I ran cross country all my life, and continue to run two or three times a week as I’ve started doing more of this art. We all have different ways of moving through the world, and I have a ton of fun creating while I’m moving, which is why I’ll job in a random field I’ll see to create an image. 

I think that dancers can probably relate to the fact that your movements can mean something, every movement can mean something. As an artist, every movement I make while I’m painting or drawing counts towards a bigger picture quite literally, but when you’re running it might feel like you’re just trying to covering a distance, to pass somebody, or maybe you are pushing yourself as hard as you can. I, however, like where my mind goes when I’m running and how it can turn into a creative process. 


On Earth and the Environment

From the beginning what excited me a lot about this land art or large scale installation art was that there’s no trace. Within a week, everything that I’ve made is gone, or with the snow ones, sometimes it’s only 30 minutes. I’m not attached, and I think this is the proof to why I’m still experimenting and that the value comes in the process, not the final product.

From an environmental standpoint alone, installation art or art in general is an extremely wasteful industry. I think that we are all collectively harming the earth and that can go without saying, but I almost in this work and the reason I choose figures and very organic shapes and in mediums that, yeah I’ll cut some grass but I know it’s gonna grow back within the week and the snow is going to melt and the sand I push aside will get blown back over by the wind.

The figures I make and the organic nature of them is an effort to personify the landscape. I feel like sometimes since the planet doesn’t have a voice or a face, we don’t empathize with it as much, and I think the vastness of the planet is sometimes the most impressive part but also what makes us take it for granted the most. We always assume that there’s gonna be more even though we know that were running out. I think it’s one of those things where you have to see it to believe it and I want people to see it. I’m making these installations in very particular places because I want you to see how beautiful the landscape is, and that we can be creative and push boundaries without leaving a permanent trace, or without doing something extremely damaging or toxic. 

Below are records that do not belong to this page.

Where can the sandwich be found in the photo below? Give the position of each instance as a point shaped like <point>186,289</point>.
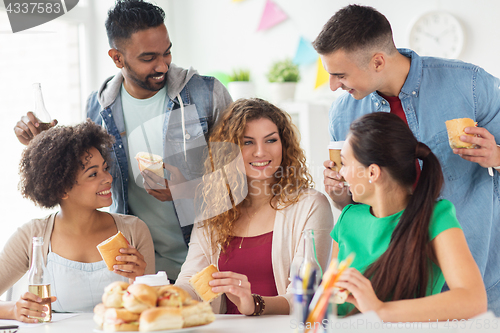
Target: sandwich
<point>157,319</point>
<point>99,310</point>
<point>110,249</point>
<point>117,320</point>
<point>113,293</point>
<point>340,295</point>
<point>172,296</point>
<point>200,281</point>
<point>150,162</point>
<point>139,297</point>
<point>456,128</point>
<point>197,313</point>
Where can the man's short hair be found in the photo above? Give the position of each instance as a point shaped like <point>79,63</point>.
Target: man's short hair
<point>130,16</point>
<point>355,28</point>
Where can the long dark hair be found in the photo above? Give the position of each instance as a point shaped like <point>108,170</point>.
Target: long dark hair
<point>402,272</point>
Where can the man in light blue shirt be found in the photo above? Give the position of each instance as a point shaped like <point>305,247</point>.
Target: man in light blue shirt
<point>151,105</point>
<point>358,52</point>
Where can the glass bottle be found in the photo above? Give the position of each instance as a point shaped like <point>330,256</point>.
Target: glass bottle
<point>40,111</point>
<point>39,279</point>
<point>306,279</point>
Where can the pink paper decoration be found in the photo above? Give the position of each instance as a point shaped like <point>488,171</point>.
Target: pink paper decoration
<point>271,16</point>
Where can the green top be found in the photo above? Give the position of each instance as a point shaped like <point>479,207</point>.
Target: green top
<point>358,231</point>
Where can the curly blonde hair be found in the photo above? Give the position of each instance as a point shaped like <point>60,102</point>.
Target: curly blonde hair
<point>291,178</point>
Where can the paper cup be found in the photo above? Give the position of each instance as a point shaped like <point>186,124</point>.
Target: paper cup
<point>153,280</point>
<point>335,147</point>
<point>150,162</point>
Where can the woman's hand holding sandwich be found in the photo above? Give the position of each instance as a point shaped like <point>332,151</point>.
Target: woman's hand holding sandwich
<point>487,153</point>
<point>134,263</point>
<point>237,289</point>
<point>361,291</point>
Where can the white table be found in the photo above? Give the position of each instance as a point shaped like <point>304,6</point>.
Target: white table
<point>277,324</point>
<point>223,323</point>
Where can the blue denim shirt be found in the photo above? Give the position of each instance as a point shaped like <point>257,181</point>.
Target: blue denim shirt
<point>199,90</point>
<point>437,90</point>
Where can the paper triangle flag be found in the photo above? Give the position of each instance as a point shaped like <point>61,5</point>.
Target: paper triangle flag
<point>322,75</point>
<point>271,16</point>
<point>306,54</point>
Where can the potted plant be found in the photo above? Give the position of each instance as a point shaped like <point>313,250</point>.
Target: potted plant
<point>239,85</point>
<point>283,76</point>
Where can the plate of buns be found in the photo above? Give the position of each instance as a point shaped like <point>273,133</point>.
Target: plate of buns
<point>140,307</point>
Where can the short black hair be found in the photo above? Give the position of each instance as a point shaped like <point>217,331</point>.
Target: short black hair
<point>355,27</point>
<point>129,16</point>
<point>50,163</point>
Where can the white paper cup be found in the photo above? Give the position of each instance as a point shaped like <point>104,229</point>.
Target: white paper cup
<point>150,162</point>
<point>334,148</point>
<point>153,280</point>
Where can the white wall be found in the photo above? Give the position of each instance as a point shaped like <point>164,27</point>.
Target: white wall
<point>221,34</point>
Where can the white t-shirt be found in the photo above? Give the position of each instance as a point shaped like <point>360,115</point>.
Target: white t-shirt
<point>144,123</point>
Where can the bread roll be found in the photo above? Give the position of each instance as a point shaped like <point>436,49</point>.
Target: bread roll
<point>200,281</point>
<point>456,128</point>
<point>110,249</point>
<point>172,296</point>
<point>157,319</point>
<point>139,297</point>
<point>118,320</point>
<point>196,314</point>
<point>113,293</point>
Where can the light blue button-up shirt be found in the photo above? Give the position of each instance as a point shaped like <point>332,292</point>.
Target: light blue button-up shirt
<point>437,90</point>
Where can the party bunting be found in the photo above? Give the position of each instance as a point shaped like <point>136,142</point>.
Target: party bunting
<point>322,75</point>
<point>271,16</point>
<point>306,54</point>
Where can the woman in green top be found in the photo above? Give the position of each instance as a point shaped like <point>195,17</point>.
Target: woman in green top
<point>407,243</point>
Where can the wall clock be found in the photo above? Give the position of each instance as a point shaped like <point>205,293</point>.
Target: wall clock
<point>437,34</point>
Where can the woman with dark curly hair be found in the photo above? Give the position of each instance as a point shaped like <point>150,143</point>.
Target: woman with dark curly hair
<point>67,166</point>
<point>257,238</point>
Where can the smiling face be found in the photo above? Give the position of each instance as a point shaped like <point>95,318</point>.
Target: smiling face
<point>93,183</point>
<point>144,59</point>
<point>262,150</point>
<point>346,73</point>
<point>355,174</point>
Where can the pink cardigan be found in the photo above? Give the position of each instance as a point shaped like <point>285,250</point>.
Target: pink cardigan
<point>313,211</point>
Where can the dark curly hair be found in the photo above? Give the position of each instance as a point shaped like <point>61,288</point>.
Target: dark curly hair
<point>130,16</point>
<point>50,163</point>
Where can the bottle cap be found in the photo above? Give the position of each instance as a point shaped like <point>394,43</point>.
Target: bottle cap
<point>153,280</point>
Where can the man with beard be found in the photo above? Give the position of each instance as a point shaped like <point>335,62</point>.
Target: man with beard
<point>151,106</point>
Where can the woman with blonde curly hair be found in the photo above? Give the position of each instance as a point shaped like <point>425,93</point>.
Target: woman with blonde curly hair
<point>257,238</point>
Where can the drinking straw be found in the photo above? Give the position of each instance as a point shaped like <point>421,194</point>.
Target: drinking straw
<point>319,309</point>
<point>309,292</point>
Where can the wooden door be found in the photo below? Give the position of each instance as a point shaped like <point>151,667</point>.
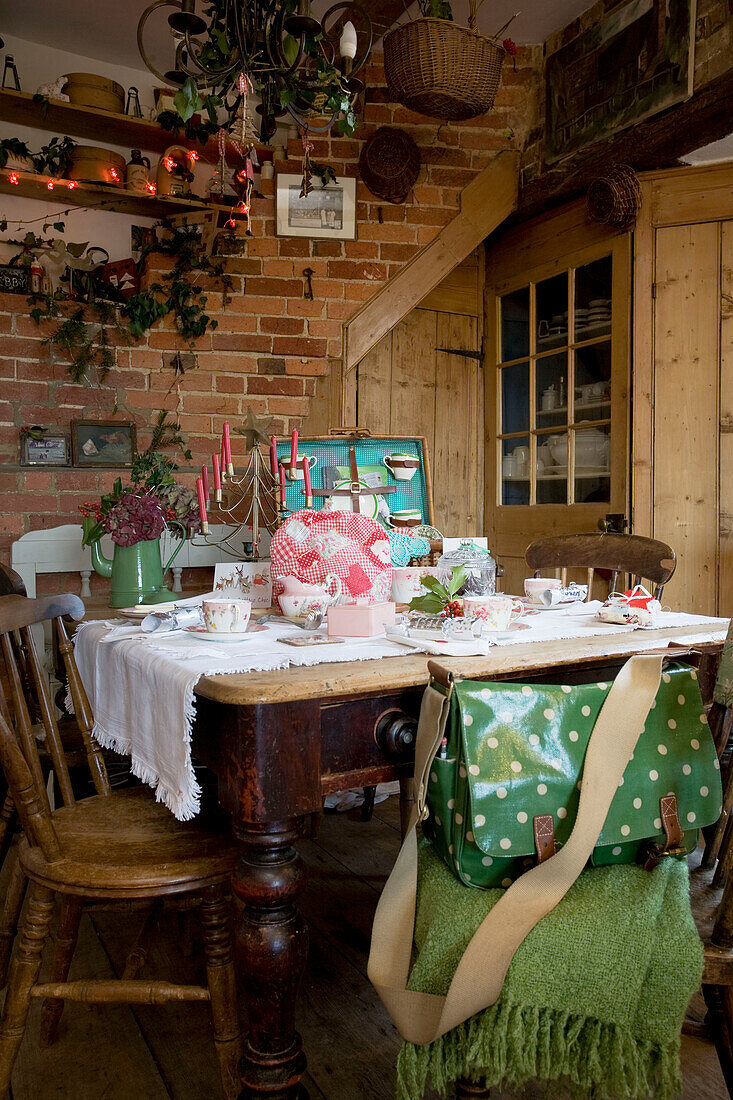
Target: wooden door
<point>408,386</point>
<point>692,469</point>
<point>556,383</point>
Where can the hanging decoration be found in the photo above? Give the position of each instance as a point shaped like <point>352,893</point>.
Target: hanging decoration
<point>297,64</point>
<point>306,183</point>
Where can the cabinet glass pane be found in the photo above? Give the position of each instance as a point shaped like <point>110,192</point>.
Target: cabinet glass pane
<point>515,325</point>
<point>593,299</point>
<point>593,382</point>
<point>592,464</point>
<point>515,470</point>
<point>553,311</point>
<point>515,398</point>
<point>551,391</point>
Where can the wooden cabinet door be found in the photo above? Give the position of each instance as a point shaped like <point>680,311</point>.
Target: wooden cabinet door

Within a week, everything that I’ve made is gone.


On Art

The art, it’s volatile in the sense that every landscape that I’ve worked with has presented a different fear. The snow will melt, the sand will blow away, or the grass won’t cut or the grass will be uneven. These challenges put me in the position of really feeling the ways of the world. I could just paint and know that when I buy that tube of pigment that it’s gonna be the same color all throughout and I could just buy a piece of paper and do it on that but I think the organic variation really adds to my experience engaging with this material.

On Accountability

My motivation comes from the fact that I can create something that other people can interact with and share. I won’t be proud of something I’ve made until I send it to my mom and my sister and they’re like, “Oh wow, that’s awesome.”